Among my dozens of writing projects (the number alone is terrifying, because I can never possibly get them all done even without depression to contend with), there are four nonfiction books, all of them intended to be short enough to be monographs rather than comprehensive scholarly works. Two will be reactions to reading other nonfiction books (one is a reread, for me). The other two will be my personal takes on two filmmakers, both of whom are held to be "bad" by most people who are aware of their work.
This week, I'm telling you about Jess Franco: The Pulp Is Personal.
Jesús Franco Manera was a Spaniard who got involved in the Spanish film industry in his twenties, but started work as a director in his thirties. His first decade would be remarkable in any career — by the end of it, he had worked as a second unit director for Orson Welles, made a film praised quite highly by the elderly Fritz Lang, made the first Spanish-produced horror film, and worked with distinguished actors like Herbert Lom and Christopher Lee on multiple occasions.
But around 1970, Franco changed his career in several ways all at once. The rapid changes in the tenor of the times allowed him more and more to explore his erotic obsessions; and a successful experiment in making film with a small cast, virtually no crew, and in a limited timeframe set him on a path where he would often make eight feature films in a year, and in many years for the next two decades, ten or more films. He was not only directing, but often writing, producing, working the camera, acting in, scoring, and/or playing on the film score as a musician, and editing his films (the exact roles changing from film to film and as the fancy took him).
If you know me, this streak of independence obviously appeals to me. As one commentator put it, any time Franco had a choice between a big budget and creative freedom, he chose freedom. Whatever else there is to be said about the man and his work, I have to love that.
The angle I'm approaching his movies (the ones I have available to me, which is a limitation — my collection of twenty Blu Rays and thirteen DVDs comprises something like 15% of his IMDb filmography... but that gets complicated for reasons I go into in the book) from is one that I haven't seen any of the usual Franco experts explore as fully as I would like. Franco deliberately made "B" movies, and hated the idea of making "important" movies. Partly because of this inclination, he reveled in making movies that were informed by his knowledge of pulp fiction and comic books. Outside of the Marquis de Sade, the author he most frequently "adapted" was Edgar Wallace who, while technically not a pulp author, wrote books very much in the pulp mode. Franco also made a dozen or more noir-influenced private eye movies, and virtually all of film noir derives from American pulps. And while I can't document a direct influence, a few of his horror films have, for me, a taste of Lovecraftian influence. (Not a remote possibility: Lovecraft's work was published in French in the 1950s, and Franco was fluent in French and several other languages.)
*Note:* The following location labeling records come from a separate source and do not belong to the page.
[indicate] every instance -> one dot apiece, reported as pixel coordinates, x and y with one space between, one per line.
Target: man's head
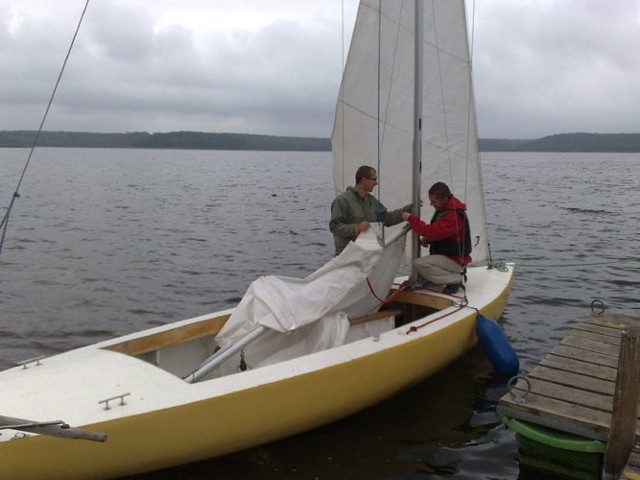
366 178
439 195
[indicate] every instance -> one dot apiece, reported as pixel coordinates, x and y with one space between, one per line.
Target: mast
417 128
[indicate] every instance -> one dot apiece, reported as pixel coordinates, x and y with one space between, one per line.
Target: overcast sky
273 66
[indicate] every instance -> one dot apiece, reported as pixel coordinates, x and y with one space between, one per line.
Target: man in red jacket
448 238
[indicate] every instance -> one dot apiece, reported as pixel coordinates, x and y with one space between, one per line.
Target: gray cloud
273 67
If Raymond Chandler was, as Lawrence Block had it, a slumming angel, working in the pulps to try to create something good away from the eyes of the haughty intelligentsia, then Franco might be seen as a rancorous trickster, working in "crap" cinema so he could explore the ideas he wanted to, and work endless variations on them, without the critics deeming him important enough to bother with.
This book and the other director book (about which more later) scares me. I don't know how to write it. I have bits and pieces, and lots of ideas that tie into each other, but how to take what I feel in my head, and communicate it in comprehensible prose that doesn't repel everybody for its sheer pretentiousness, I have no idea.
(I might write about this on Locals at a later time, but the way my abstract thinking works is not like most people's thinking, as far as I can tell. Some people think in words, others think in pictures. My abstract thinking is closer to a Mondrian painting crossed with a lavalite lamp, and I have to take those ideas and connections, and find a way to make them clear to people outside of my head. Which is often not all that easy.)
There are also interesting parallels and contrasts between Franco and his hero, Orson Welles, which I'm not sure are within the purview of the book. Both worked outside "the system" for most of their lives. Both were perfectionsists, but in strikingly different ways. Both were intellectuals and highly intelligent men, who reveled in "low" art, and appreciated "high" art. (Welles held middlebrow art in disdain, and I'm unsure of Franco's position on it.) Both had side careers of a sort, Welles in magic and illusion, Franco in performing jazz.
But whether or not I include Welles as a compare-and-contrast figure in the book, Franco's insistence on doing "unimportant" movies in pulp genres like hard boiled private eye movies, monster movies, spy thrillers, and jungle adventure stories will be the main focus, and the way he obsessed over "trash" and cranked out interesting, deeply personal movies using "trash" as his toolset is one of my chief interests in him. (That and his continual maneuvering for artistic control and freedom.)